In Java, I've been trying to write a String to a file using UTF-8 encoding which will later be read by another program written in a different programming language. While doing so I noticed that the bytes created when encoding a String into a byte array didn't seem to have the correct byte values.

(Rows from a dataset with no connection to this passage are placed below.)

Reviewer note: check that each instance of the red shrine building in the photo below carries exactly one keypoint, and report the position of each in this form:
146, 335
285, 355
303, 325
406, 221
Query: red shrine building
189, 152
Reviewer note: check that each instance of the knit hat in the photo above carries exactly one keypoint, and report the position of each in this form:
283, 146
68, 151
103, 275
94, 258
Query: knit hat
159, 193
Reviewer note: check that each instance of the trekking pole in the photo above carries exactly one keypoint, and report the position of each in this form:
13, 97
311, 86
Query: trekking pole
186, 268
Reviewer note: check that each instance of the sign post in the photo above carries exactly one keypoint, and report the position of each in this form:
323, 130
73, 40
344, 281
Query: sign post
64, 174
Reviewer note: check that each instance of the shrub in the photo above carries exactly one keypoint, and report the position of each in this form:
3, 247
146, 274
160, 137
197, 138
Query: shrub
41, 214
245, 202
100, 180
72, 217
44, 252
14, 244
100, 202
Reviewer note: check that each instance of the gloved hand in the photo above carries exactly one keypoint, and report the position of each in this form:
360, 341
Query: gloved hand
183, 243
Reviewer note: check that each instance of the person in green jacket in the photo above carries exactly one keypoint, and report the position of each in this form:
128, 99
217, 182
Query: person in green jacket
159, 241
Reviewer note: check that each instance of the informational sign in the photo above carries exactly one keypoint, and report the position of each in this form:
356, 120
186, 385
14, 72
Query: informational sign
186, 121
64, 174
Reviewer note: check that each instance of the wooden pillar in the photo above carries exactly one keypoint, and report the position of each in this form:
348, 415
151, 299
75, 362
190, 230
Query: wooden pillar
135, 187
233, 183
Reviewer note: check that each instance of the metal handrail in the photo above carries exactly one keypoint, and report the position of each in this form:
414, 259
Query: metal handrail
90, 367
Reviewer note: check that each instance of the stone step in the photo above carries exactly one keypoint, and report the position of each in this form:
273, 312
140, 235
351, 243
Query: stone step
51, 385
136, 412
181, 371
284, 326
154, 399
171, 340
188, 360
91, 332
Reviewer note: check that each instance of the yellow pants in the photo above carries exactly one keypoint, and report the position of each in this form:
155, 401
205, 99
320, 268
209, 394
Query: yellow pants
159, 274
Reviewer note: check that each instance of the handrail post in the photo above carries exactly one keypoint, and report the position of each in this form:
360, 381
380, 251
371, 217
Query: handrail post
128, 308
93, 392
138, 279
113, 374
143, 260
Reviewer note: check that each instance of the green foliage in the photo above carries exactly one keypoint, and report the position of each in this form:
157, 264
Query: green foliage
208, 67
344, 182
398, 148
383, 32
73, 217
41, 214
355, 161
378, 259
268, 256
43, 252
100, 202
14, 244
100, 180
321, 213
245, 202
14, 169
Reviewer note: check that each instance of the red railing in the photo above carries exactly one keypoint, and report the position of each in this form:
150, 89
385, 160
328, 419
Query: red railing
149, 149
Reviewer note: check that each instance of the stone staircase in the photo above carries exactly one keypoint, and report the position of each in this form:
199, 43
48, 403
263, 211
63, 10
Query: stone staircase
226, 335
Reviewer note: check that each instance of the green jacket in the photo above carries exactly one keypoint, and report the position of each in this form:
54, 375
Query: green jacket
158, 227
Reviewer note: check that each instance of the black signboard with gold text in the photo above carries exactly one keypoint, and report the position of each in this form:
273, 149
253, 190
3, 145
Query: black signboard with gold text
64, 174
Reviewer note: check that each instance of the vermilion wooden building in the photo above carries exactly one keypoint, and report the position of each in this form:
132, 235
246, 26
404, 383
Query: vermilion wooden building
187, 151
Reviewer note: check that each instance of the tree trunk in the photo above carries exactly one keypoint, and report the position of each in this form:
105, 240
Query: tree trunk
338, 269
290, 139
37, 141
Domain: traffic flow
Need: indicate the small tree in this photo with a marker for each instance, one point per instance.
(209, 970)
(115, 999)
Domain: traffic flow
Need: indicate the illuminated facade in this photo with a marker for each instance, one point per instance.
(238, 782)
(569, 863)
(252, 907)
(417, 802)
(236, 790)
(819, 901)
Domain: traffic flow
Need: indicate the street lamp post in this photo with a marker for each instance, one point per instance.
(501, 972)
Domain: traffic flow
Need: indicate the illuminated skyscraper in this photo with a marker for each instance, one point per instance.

I narrowed down the problem to the symbol "£" which seems to produce incorrect bytes when encoded to UTF-8
byte[] byteArray = "£".getBytes(Charset.forName("UTF-8"));
// Print out the Byte Array of the UTF-8 converted string
// Upcast byte values to print the bytes as unsigned
for (byte signedByte : byteArray) {
System.out.print((signedByte & 0xFF) + " ");
}
This outputs 6 bytes with the decimal values: 239 190 130 239 189 163, in hex this is: ef be 82 ef bd a3
http://www.utf8-chartable.de/ however says that the values for "£" in hex is: c2 a3, the output should then be: 194 163
Other strings seem to produce correct bytes when encoded as UTF-8, so I'm wondering why Java is producing these 6 bytes for "£", and how I should go about properly converting by Strings to byte arrays using UTF-8 encoding
I have also tried
OutputStreamWriter out = new OutputStreamWriter(new FileOutputStream(outputFile), "UTF-8");
out.write("£");
out.close();
but this produced the same 6 bytes